In order to evaluate linearity of the method for different samples, seven point matrix matched calibration curves were obtained through spiking different blank samples with enrofloxacin and ciprofloxacin in the concentration range of 5 to 500 µg/kg. To illustrate, a spiked sample with a concentration of 30 µg/kg was prepared by adding 15 µL of working standard solutions to 5 g of blank tissue samples; other concentrations were also prepared according to this method. LOD and LOQ of the method for each sample were calculated using the below equations:
LOD = 3.3× SD/s
LOQ = 10 × SD/s
Where s and SD were the slope and standard deviation of the y-itercept of three individual calibration curves (23).
Accuracy and precision studies were carried out using spiked samples with concentrations at the lower, middle, and upper levels of the linearity range. Each spiked sample was analyzed using the method in triplicate and the experimentally derived concentrations were calculated using the obtained peak areas and calibration equation. The accuracy and repeatability of the method were expressed as the percentage of the experimentally derived concentration to the nominal concentration and relative standard deviation (RSD%) of the calculated concentrations, respectively.

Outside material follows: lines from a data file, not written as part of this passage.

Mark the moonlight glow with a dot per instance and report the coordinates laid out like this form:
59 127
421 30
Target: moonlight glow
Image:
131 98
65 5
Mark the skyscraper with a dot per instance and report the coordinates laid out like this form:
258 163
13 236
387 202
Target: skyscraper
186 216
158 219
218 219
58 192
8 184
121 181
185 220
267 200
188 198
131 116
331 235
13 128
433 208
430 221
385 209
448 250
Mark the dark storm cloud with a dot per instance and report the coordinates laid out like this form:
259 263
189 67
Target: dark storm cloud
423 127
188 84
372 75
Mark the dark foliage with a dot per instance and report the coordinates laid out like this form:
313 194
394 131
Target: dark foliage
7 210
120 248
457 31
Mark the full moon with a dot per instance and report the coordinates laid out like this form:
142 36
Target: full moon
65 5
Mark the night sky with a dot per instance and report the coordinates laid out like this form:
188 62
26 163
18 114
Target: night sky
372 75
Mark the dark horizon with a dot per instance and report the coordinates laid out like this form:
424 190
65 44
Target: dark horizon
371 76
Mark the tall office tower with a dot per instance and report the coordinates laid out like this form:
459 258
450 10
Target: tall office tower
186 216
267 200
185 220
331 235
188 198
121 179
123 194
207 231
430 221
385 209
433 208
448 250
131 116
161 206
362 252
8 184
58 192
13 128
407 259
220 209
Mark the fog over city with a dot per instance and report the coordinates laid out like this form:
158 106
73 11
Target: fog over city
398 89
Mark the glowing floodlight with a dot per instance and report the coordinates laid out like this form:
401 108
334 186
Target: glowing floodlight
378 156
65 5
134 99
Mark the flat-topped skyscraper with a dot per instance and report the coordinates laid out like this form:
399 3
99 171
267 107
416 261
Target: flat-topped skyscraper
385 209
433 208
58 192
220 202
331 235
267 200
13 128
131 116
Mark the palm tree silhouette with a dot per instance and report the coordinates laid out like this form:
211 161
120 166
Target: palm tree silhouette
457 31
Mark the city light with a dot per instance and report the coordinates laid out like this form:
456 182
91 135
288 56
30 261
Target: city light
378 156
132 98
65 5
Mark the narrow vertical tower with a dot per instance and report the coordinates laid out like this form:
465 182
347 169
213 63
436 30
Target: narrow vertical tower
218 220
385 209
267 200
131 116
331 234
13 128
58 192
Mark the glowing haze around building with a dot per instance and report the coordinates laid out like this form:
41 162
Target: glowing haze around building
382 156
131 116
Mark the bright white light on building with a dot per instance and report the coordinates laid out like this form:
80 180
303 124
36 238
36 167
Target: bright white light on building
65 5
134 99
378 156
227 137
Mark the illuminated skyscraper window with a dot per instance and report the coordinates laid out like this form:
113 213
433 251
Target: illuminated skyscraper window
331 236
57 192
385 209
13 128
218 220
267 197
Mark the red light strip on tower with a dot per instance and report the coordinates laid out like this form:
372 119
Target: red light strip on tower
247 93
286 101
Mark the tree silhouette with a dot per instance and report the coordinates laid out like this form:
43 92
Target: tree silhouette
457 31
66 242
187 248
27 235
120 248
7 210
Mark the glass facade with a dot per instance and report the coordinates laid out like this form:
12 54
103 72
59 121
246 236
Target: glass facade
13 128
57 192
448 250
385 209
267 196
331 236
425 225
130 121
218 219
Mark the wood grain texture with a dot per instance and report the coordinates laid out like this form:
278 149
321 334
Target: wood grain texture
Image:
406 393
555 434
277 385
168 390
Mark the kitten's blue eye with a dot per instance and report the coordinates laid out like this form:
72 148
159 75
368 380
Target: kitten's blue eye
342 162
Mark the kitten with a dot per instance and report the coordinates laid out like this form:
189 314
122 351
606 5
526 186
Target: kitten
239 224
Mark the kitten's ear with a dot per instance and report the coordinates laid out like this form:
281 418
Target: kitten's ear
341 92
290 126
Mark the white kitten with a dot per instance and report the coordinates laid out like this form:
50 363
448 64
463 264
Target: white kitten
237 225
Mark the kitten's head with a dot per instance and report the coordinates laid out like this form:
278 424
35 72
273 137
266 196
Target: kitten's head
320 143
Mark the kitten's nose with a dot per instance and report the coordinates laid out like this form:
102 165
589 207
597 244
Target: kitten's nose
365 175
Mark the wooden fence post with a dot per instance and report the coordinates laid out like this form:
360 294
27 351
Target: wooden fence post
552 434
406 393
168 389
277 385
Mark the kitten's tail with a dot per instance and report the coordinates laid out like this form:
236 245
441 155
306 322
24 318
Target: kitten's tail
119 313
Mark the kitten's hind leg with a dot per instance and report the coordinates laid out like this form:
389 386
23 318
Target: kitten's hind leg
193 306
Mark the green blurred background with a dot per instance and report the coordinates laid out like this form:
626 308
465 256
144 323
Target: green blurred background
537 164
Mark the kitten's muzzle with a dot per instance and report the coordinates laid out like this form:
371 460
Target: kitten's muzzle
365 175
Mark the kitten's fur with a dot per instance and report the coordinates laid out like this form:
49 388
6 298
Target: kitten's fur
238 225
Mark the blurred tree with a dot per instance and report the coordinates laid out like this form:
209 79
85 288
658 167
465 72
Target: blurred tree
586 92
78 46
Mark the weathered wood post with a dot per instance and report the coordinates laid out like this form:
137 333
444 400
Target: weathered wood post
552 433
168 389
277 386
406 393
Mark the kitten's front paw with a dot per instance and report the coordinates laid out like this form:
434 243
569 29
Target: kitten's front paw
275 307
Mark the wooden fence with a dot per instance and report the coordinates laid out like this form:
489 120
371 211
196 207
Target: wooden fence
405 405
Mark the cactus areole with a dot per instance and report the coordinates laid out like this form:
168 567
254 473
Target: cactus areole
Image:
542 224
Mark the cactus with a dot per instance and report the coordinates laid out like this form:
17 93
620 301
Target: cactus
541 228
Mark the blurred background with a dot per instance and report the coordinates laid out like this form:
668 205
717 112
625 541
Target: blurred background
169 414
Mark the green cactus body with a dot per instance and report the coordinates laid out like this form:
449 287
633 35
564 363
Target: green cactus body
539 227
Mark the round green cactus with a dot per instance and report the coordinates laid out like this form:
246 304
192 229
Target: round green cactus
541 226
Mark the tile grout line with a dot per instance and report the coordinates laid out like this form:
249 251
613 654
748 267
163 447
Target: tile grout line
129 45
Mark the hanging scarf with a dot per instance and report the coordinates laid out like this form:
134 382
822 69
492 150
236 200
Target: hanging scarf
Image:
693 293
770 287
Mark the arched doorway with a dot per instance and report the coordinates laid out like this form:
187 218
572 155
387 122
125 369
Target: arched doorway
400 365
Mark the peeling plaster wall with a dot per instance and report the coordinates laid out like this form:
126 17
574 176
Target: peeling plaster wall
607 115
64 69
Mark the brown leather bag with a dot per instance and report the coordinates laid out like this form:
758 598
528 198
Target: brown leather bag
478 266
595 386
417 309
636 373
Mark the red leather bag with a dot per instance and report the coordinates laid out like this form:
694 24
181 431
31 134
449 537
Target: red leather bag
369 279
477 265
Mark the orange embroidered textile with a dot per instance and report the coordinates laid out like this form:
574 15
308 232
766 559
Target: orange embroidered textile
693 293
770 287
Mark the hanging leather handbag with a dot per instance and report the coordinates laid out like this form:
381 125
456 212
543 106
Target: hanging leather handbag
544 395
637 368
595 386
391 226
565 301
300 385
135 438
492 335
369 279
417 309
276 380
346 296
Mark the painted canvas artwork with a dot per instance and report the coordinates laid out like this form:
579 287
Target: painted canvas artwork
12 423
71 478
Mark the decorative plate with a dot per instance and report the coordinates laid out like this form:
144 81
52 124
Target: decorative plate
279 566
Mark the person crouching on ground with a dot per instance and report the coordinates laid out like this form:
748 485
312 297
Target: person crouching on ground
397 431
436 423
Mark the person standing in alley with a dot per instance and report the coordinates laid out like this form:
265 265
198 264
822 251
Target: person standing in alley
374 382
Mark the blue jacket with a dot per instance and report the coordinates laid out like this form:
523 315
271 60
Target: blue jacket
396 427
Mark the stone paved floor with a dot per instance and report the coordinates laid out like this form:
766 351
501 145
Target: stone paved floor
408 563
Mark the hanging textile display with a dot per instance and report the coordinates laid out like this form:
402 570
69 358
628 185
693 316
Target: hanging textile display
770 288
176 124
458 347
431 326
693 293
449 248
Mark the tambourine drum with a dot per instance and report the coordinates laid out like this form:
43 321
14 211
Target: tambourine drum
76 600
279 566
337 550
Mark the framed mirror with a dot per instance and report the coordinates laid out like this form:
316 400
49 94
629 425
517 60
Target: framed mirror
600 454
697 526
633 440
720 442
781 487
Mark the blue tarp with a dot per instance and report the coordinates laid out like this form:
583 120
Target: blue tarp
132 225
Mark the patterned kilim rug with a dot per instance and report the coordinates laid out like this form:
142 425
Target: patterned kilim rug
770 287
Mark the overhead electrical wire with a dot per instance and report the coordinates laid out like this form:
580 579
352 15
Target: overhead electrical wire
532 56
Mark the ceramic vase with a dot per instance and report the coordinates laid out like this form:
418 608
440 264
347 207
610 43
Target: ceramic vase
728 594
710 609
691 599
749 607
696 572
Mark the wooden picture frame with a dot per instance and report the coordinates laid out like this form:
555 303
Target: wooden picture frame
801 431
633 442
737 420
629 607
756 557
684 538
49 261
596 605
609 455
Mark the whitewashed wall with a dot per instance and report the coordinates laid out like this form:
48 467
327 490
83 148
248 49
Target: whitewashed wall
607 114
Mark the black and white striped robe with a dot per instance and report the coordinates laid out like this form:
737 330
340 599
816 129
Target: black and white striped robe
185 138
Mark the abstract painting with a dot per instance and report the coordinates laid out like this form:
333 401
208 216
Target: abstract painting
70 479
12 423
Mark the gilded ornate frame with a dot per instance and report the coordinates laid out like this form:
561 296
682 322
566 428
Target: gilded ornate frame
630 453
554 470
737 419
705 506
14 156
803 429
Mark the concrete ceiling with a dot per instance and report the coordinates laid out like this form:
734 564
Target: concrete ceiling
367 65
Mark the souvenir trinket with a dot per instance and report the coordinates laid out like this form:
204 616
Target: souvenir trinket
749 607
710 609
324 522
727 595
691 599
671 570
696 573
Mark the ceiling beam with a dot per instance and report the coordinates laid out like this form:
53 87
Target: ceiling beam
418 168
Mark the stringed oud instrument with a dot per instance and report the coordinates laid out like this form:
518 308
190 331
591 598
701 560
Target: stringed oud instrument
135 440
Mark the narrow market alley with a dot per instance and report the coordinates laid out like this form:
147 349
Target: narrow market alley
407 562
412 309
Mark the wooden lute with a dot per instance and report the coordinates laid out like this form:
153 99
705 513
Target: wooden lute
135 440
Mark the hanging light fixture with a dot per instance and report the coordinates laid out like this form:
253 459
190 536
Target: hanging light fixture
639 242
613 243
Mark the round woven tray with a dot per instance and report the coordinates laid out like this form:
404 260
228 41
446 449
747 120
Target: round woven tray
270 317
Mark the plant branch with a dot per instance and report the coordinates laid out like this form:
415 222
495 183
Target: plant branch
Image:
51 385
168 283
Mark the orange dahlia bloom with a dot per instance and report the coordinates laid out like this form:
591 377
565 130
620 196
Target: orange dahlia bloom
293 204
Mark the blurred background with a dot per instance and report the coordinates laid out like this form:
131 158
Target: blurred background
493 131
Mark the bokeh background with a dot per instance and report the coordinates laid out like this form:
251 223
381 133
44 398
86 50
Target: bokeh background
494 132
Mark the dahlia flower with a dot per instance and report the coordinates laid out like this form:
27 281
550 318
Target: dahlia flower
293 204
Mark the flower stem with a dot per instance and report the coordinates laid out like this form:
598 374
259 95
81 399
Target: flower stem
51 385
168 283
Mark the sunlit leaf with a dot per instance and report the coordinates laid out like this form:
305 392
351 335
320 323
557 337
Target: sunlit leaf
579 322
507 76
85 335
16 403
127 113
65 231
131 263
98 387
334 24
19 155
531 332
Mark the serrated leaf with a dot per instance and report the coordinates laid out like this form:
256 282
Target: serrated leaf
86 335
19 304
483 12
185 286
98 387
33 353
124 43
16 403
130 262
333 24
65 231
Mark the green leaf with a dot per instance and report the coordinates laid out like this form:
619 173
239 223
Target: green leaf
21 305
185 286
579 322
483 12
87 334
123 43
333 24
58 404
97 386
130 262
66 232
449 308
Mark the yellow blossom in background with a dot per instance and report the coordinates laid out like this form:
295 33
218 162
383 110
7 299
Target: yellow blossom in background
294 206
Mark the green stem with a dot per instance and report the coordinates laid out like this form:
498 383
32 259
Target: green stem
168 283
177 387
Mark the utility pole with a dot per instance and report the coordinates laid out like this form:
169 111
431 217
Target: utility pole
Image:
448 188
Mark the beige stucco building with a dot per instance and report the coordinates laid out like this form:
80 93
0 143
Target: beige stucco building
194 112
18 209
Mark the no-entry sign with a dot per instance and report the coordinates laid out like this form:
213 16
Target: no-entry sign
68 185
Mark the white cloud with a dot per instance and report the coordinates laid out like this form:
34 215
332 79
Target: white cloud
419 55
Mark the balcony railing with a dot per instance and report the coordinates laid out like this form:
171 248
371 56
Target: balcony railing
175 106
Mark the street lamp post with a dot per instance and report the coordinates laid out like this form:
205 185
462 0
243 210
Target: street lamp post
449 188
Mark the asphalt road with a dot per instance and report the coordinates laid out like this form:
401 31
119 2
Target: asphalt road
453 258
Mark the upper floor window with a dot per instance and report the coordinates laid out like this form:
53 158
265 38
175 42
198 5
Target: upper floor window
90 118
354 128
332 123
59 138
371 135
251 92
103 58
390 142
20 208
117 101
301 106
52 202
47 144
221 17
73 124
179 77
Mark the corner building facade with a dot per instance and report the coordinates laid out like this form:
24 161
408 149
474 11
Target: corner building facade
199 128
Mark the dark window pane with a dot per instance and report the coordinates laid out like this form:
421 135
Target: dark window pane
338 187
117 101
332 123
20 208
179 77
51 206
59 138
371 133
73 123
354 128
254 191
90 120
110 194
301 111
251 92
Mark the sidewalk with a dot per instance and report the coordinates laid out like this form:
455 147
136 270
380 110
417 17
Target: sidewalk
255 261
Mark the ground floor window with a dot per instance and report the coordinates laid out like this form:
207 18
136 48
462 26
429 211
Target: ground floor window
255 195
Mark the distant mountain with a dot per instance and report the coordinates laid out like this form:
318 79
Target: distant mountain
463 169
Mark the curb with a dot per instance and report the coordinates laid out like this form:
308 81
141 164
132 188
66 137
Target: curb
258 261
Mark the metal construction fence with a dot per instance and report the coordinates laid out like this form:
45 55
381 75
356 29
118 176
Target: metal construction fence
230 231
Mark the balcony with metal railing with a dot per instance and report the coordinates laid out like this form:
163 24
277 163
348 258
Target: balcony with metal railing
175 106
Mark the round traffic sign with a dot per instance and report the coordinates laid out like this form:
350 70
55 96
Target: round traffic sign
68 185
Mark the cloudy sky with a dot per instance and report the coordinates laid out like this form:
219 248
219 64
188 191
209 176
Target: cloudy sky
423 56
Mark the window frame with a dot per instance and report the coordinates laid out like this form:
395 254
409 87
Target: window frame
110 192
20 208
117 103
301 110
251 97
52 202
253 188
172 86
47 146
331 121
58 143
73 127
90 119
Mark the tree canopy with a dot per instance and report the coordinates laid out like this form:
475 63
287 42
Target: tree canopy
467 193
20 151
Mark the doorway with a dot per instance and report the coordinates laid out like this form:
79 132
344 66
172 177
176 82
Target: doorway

Recovery calculatios were done using the spiked samples with the concenterations covering the linear range. The obtained recoveries were reported as the percentage of the recovered concentration using the DLLME-HPLC method to the known concentration which was added to spike the blank samples.
And finally, in order to evaluate the suitability of the HPLC method for the sumultanous analysis of enrofloxacine and ciprofloxacine, system suitability parameters including resolution between the peaks, capacity factor, tailing factor, and number of theoretical plates were calculated using the standard smples.
Result and Discussion
Method validation
The linearity parameters of the proposed DLLME-HPLC method have been reported in Table 1. As indicated in this table, the method could detect and quantify the little amounts of enrofloxacin and ciprofloxacin in chicken samples, especially in liver and skin. Since the achieved LOQs were lower than MRL value established by European Union Commission Regulation No 37/2010 – (EU 37/2010), the method could be utilized to inspect these antibiotics› amounts in real samples.
Analytical performance parameters for determination of enrofloxacin and ciprofloxacin in chicken liver
LOQ (μg/Kg) | LOD (μg/Kg) | Correlation coefficient (r) | Calibration equation | Data point | Linear range (μg/Kg) | Sample |
---|---|---|---|---|---|---|
9.7 | 3.2 | 0.9976 | y = 994.94x– 1892.7 | 7 | 15 - 100 | CIP a - Liver |
13.8 | 4.5 | 0.9997 | y = 823.12x– 2975.5 | 7 | 15 - 300 | ENR b - Liver |
22.1 | 7.3 | 0.9989 | y = 1363.1 x + 16160 | 7 | 30 - 500 | CIP - Skin |
16.1 | 5.3 | 0.9997 | y = 811.88 x + 2764.8 | 7 | 30 - 500 | ENR - Skin |
According to the reporetd results in Table 2, the method was accurate and precise enough for the quantification of enrofloxacin and ciprofloxacin in liver and skin samples covering a wide concentration range around the acceptable MRL value. The obtained recoveries for spiked liver samples with concentrations in the linear range were in the range of 93.7 ± 1.05 to 103.7 ± 0.4 % for enrofloxacin and 98.3 ± 0.6 to 101.7 ± 0.9 % for ciprofloxacin and the recoveries of spiked skin samples were between 80.5 ± 1.2 % and 111.0 ± 7.1 % for enrofloxacin and between 82.2 ± 9.9 % and 111.8 ± 4.9 % for ciprofloxacin.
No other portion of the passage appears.